Friday, December 31, 2010

Doing the Research

Happy New Year!

It’s a long story, but after a book and a half published in the last two years and a contract for a new one in progress, yes, I’ve decided it’s time to start this Writing for Children blog again. Again. I will post on it regularly! More about the books another day – I just find this fascinating:

James Lucas was famous in the 1860’s for his eccentric behaviour as an English hermit. After his death, his life story was forgotten until a local historian and solicitor, Reginald Hine, wrote about him and other townsfolk in the 1930’s. Hine states that James had sisters Anna Maria, who died young; Emma, who married barrister Edward Walker; and Harriet, who married an Austrian Count and was never heard of again. How easy it would have been to perpetuate these facts in the account of family happenings that I’m writing from their brother George’s imagined point of view, which will hopefully end up as a book for ‘young adults’.

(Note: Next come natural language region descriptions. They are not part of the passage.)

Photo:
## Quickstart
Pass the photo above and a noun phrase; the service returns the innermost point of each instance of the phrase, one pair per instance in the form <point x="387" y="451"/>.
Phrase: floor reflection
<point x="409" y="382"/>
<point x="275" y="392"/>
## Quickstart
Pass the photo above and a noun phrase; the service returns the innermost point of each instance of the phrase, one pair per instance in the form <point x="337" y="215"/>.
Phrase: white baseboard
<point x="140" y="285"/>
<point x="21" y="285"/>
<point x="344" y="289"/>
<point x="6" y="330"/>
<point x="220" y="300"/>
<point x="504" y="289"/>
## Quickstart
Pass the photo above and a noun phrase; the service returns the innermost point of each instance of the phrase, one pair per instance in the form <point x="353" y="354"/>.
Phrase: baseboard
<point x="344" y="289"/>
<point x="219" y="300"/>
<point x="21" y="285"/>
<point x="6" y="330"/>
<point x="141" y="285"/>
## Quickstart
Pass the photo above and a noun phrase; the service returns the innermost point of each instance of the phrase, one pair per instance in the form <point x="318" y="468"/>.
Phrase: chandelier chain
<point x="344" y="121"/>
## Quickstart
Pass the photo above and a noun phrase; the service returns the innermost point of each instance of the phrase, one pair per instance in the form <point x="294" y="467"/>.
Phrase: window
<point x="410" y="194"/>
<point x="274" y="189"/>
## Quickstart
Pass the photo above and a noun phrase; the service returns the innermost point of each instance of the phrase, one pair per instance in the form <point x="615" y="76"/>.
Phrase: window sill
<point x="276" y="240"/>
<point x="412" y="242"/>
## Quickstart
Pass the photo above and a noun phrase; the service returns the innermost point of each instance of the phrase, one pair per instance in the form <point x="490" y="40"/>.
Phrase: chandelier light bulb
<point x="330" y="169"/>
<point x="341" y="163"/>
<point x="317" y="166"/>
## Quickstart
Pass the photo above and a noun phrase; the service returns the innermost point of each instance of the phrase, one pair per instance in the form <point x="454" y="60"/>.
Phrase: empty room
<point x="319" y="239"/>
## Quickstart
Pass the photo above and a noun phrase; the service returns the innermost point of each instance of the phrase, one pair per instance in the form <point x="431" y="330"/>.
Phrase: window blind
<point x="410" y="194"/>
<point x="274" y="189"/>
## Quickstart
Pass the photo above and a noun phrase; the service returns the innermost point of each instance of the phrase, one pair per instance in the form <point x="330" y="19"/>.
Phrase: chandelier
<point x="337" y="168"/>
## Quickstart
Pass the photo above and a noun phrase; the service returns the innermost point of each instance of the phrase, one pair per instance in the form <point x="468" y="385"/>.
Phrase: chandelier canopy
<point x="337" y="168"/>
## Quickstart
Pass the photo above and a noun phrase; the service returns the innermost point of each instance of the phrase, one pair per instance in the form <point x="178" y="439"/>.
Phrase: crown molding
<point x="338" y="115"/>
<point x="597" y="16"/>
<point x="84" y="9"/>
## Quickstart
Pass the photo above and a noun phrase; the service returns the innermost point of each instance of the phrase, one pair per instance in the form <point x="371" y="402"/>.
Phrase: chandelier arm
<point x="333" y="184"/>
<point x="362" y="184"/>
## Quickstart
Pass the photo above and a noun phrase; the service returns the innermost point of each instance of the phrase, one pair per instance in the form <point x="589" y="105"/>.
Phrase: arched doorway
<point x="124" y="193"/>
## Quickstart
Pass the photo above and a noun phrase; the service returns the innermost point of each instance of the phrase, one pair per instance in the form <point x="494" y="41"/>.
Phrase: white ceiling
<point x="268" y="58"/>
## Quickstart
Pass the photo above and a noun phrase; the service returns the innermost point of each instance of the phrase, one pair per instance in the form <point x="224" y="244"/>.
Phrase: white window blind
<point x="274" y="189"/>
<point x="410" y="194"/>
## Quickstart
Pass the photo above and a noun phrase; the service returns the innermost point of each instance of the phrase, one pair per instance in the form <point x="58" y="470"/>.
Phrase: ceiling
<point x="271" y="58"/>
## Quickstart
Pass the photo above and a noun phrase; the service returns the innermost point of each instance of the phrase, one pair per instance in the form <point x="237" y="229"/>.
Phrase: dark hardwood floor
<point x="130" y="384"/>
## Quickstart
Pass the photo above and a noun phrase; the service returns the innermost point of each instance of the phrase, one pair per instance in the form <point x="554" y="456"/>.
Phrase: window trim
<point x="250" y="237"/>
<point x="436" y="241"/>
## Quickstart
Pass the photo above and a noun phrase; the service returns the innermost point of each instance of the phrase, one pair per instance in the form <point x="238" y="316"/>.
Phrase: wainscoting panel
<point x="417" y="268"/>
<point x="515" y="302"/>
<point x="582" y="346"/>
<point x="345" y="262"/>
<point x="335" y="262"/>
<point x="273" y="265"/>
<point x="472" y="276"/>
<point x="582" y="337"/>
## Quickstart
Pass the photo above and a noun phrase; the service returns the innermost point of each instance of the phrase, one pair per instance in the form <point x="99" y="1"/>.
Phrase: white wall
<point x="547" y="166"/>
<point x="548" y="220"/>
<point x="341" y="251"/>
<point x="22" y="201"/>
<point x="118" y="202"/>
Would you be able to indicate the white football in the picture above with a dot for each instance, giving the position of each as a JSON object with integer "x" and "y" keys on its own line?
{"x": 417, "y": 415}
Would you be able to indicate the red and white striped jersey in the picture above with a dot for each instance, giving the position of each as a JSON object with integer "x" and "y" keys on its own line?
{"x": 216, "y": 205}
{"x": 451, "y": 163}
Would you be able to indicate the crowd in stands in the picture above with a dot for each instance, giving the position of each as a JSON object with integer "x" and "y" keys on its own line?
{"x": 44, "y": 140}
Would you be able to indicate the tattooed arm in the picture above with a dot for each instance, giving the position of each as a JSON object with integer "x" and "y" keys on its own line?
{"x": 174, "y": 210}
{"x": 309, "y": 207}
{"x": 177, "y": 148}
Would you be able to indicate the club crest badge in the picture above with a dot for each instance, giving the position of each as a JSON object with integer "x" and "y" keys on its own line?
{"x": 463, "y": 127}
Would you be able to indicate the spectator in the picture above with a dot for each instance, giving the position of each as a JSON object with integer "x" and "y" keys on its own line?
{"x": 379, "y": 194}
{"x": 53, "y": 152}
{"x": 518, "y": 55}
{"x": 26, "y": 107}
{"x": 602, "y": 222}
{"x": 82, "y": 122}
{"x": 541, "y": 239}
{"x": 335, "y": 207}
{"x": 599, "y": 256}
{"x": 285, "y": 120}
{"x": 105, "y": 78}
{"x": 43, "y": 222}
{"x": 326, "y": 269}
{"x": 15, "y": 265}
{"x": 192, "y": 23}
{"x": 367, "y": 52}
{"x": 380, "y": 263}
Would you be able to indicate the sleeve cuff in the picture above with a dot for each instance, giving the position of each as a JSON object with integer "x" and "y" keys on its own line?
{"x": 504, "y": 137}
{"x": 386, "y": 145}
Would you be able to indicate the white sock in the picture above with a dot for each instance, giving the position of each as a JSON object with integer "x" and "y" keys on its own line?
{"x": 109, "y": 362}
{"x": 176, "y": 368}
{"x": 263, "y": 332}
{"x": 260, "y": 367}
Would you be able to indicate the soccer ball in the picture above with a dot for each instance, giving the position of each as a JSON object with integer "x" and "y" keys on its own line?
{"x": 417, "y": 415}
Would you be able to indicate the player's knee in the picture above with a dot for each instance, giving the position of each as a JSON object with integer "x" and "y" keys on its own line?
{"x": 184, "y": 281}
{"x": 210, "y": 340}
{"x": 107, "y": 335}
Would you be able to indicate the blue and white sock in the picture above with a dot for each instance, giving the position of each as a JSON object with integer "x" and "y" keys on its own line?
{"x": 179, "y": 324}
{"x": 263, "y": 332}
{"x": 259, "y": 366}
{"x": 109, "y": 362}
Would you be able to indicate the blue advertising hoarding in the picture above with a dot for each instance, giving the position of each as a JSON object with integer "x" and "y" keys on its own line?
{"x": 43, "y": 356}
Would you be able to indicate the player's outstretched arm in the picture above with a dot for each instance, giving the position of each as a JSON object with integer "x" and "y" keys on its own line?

When a fellow Book Links Queensland http://www.booklinks.org.au/ member, Shirley Stubbs, kindly offered to use www.Ancestry.com to check a couple of things for me, particularly the causes of their parents’ deaths, she found a lot more of interest. In census, wills and parish baptism records she discovered that James left 57,000 pounds – the present day equivalent of about $12million - and Emma and George got their shares. But what about Harriet? Had she really gone abroad and died? No. The census pages show that she remained living in England and had 5 children, one son married Emma’s daughter (his cousin) – and the pair of them lived in a house that their uncle George once occupied. So the family certainly knew that Harriet was still alive, and her whereabouts, in the lead up time and when the inheritance was due to be shared out. Yet when Harriet died in Brighton, her worldly wealth and effects totalled less than five pounds. So why was she cut off? Did the family deliberately hide her existence for some reason, or is the myth of her disappearance a figment of folklore or no research?

What a great start to the year - today I’ve found that one of Harriet’s great great grandchildren has a presence on Facebook! It will be wonderful to see if he replies to my friendship request and discover what he knows.

Moral – don’t believe all you read. Do the research yourself.

But at some time you have to stop researching and write...

Have a rewarding New Year, and I hope it’s a healthy one.